POLICY STATEMENT / PURPOSE OF PROCEDURE
The purpose of this policy is to ensure compliance with the Payment Card Industry Data Security Standards (PCI DSS) at Missouri Valley College as a payment card accepting merchant.
MVC Employees are strictly prohibited from storing, charging, processing, copying, or otherwise transmitting any data related to debit or credit cards, unless it is within the following capacities:
- Using the self-service portal as the primary and preferred option for students and other stakeholders to make payments. The portal utilizes a PCI compliant gateway to process transactions.
- When absolutely necessary to take payments over the phone, the employee must be using the IP phone assigned to them by ITS, disable any call recordings, and fully process the transaction while the customer is still on the line. Employees must not process transactions using a cell phone, or take note of card information to process at a later time.
- Employees must only process transactions using a secure environment. This is limited to SSL/TLS encrypted self-service applications, or secure PCI compliant terminals.

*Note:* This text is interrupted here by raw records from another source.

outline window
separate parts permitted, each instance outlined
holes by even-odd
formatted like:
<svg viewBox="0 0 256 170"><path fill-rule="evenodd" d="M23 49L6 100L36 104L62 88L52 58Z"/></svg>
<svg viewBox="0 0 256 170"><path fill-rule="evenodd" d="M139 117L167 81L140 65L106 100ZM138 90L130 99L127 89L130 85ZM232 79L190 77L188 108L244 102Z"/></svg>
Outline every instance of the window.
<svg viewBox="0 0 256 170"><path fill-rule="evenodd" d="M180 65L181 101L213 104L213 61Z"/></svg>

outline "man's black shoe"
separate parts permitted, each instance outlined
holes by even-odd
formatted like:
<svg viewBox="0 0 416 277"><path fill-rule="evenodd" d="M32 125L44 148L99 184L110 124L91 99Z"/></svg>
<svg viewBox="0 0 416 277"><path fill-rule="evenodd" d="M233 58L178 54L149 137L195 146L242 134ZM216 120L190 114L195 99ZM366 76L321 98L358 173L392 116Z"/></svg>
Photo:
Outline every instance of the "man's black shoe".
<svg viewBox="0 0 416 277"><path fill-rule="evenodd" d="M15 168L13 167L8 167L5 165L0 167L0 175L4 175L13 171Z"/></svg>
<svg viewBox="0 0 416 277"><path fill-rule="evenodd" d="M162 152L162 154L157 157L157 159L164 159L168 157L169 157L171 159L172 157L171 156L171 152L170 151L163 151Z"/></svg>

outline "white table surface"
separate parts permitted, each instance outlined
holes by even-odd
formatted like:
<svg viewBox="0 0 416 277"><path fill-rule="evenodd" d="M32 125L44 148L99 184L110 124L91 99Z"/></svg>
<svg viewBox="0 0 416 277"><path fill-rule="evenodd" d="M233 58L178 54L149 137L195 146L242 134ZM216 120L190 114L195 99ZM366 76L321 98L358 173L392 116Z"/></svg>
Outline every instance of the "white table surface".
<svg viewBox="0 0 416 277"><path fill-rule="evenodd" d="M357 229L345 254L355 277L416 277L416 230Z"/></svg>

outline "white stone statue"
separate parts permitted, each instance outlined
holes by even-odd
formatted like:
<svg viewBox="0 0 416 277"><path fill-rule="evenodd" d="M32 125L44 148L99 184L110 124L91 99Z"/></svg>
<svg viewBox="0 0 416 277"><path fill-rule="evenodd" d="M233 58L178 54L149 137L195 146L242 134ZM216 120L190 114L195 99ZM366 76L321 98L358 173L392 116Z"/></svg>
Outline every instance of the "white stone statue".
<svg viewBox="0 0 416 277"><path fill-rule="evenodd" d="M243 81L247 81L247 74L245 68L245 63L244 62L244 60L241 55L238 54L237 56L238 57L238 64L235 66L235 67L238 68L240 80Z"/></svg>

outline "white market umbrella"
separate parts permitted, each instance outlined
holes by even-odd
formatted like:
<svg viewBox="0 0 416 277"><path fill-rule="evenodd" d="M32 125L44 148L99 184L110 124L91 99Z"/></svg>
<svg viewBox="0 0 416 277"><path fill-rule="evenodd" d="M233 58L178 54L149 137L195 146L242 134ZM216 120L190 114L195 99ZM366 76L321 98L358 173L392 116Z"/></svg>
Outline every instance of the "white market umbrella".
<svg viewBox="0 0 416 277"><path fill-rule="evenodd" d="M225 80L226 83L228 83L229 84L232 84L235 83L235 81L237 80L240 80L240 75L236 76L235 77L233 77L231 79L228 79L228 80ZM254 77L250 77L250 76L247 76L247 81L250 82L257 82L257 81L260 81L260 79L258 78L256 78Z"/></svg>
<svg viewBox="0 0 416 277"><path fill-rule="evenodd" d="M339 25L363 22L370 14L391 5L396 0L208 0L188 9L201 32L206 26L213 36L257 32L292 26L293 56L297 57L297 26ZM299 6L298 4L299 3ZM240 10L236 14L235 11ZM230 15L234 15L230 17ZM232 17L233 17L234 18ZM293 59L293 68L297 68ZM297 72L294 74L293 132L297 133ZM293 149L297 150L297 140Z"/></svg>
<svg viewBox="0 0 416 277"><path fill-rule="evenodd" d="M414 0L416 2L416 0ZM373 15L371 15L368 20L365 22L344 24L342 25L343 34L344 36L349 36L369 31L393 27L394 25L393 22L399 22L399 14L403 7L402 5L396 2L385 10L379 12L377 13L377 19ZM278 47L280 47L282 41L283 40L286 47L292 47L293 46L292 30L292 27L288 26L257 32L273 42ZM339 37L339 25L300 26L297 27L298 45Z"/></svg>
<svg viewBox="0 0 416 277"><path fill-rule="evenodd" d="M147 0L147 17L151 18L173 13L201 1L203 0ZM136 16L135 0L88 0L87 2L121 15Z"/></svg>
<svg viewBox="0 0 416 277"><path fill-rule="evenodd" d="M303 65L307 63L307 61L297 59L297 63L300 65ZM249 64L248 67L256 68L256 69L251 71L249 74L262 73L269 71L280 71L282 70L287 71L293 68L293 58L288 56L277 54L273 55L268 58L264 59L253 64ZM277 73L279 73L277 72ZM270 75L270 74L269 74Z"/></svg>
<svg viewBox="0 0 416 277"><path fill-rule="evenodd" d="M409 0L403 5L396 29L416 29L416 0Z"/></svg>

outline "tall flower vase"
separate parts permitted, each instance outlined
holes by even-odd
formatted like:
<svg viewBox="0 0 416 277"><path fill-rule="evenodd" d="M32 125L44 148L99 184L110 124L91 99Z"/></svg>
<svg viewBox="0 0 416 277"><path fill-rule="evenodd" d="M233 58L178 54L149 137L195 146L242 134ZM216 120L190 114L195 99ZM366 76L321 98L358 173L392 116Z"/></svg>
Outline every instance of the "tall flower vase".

Employees must reject credit/debit card numbers sent to them via email, text message, or any other digital form of communication. Likewise, paperforms containing card holder or payment card data are to be rejected.
Data Access (PCI 7.1.2):
Employee access to data will be strictly restricted to the minimum data elements required to fulfill their job duties. Requests for escalating data access will be reviewed by the employee’s direct supervisor and the Information Technology Services department. Unreasonable or unnecessary requests will be denied.
Business continuity and Backup procedures:
MVC does not store payment card data on any of its servers. All PCI related information is stored in cloud servers provided by our PCI compliant payment gateway. Their PCI compliance is reviewed annually by ITS. All other college systems are backed up daily (full) and hourly (differential ) depending on the critical nature of each system. Back ups are stored in secure on and off-site locations.
Two Factor Authentication:
Staff members are required to have two-factor authentication enabled on their MVC accounts. Two-factor authentication is also required for their accounts on our payment processing portal (Braintree).
Employee Account Termination:
Staff members that process credit card transactions will have their access to payment systems revoked at midnight of the termination date set forth by their supervisor. They will retain access to email according to The College’s account deletion policy.
Data breaches and compromised accounts:
If a data breach occurs, ITS will notify all involved parties upon detailed analysis of the incident. Depending on the scope of the breach, ITS will conduct an investigation and will collaborate with the appropriate authorities in accordance with State and Federal Laws.
Vendors operating on the Missouri Valley College campus are responsible to process transactions using a PCI compliant gateway, PCI Compliant hardware, or partner with MVC to utilize the College’s secure payment gateway system.
Violation of this policy, other concerns, and unforeseen incidents will be investigated by Information Technology Services. Appropriate action will be determined in collaboration with the College’s leadership team.
This policy will be reviewed by the President’s Cabinet annually.